The Cambridge History of English and American Literature in 18 Volumes (1907–21).
Volume III. Renascence and Reformation.

IX. “A Mirror for Magistrates”

§ 4. Sackville

In the eighteenth century, when the Mirror was recalled to notice in Mrs. Cooper’s Muses Library, it was to direct special attention to the work of Sackville, but appreciation of the poetic quality of Sackville was no new thing. It was the prevailing opinion of his contemporaries that, if he had not been called to the duties of statesmanship, he would have achieved great things in poetry. Spenser gave expression to this view with his usual courtly grace and in his own “golden verse” in the sonnet addressed to Sackville in 1590, commending The Faerie Queene to his protection:

  • In vain I thinke, right honourable Lord,
  • By this rude rime to memorize thy name,
  • Whose learned Muse hath writ her owne record
  • In golden verse, worthy immortal fame:
  • Thou much more fit (were leasure to the same)
  • Thy gracious Soverains praises to compile,
  • And her imperiall Majestie to frame
  • In loftie numbers and heroicke stile.
  • Some of Spenser’s praise might be set down to the desire to conciliate an influential patron, for lord Buckhurst had just been installed at Windsor as a knight companion of the order of the Garter; and, in the following year, by the direct interposition of the queen, he was elected chancellor of the university of Oxford. But, when all temptation to flattery had long passed away, Pope chose him out for special commendation among the writers of his age as distinguished by “a propriety in sentiments, a dignity in the sentences, an unaffected perspicuity of style, and an easy flow of numbers; in a word, that chastity, correctness, and gravity of style which are so essential to tragedy; and which all the tragic poets who followed, not excepting Shakespeare himself, either little understood or perpetually neglected.”

    Only the small extent of Sackville’s poetical work has prevented him from inclusion among the masters of the grand style. This distinction is the more remarkable because the occasion of which he took advantage, and the material he used, were not particularly favourable. He evidently felt that the vast design of Baldwin and his fellows was inadequately introduced by the bald and almost childish prose preface, with its frank acceptance to medieval machinery, which had seemed sufficient to them. He turned to the great examples of antiquity, Vergil and Dante; indeed, apparently, he had intended to produce a Paradiso as well as an Inferno. Sorrow says:

  • I shall thee guide first to the grisly lake,
  • And thence unto the blissful place to rest,
  • Where thou shalt see, and hear, the plaint they make
  • That whilom here bare swing among the best:
  • This shalt thou see: but great is the unrest
  • That thou must bide, before thou canst attain
  • Unto the dreadful place where these remain.
  • The astonishing thing is that Sackville is not overwhelmed by the models he has adopted.
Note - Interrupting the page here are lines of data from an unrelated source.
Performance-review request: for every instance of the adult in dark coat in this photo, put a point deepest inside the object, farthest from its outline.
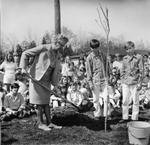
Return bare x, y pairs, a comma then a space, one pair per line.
45, 69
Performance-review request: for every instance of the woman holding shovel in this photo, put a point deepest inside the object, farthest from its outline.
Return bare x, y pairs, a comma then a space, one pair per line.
46, 71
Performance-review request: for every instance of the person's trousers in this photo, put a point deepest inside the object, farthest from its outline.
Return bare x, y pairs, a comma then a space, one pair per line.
130, 94
99, 99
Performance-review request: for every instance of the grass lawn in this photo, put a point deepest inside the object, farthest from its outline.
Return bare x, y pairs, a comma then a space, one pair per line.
77, 130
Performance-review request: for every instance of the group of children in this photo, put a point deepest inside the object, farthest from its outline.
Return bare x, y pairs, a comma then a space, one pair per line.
15, 103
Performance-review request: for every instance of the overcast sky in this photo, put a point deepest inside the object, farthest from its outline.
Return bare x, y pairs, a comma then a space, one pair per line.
129, 19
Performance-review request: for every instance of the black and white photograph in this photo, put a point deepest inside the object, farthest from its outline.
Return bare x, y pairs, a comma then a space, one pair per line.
75, 72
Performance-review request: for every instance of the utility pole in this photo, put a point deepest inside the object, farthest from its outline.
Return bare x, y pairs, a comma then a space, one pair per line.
57, 17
His command of his material is free and masterful, although he has to vivify such shadowy medieval abstractions as Remorse of Conscience, Dread, Revenge, Misery, Care, Sleep, Old Age, Malady, Famine, Death and War. It is not merely that his choice of phrase is adequate and his verse easy and varied. He conceives greatly, and handles his great conceptions with a sureness of touch which belongs only to the few. He was undoubtedly indebted to Chaucer and Gavin Douglas, and, in his turn, he influenced Spenser; but his verse bears the stamp of his own individuality. The Induction has not Spenser’s sensuous melody; and it is far removed from Chaucer’s ingenuous subtlety and wayward charm; but it has an impassioned dignity and grave majesty which are all its own.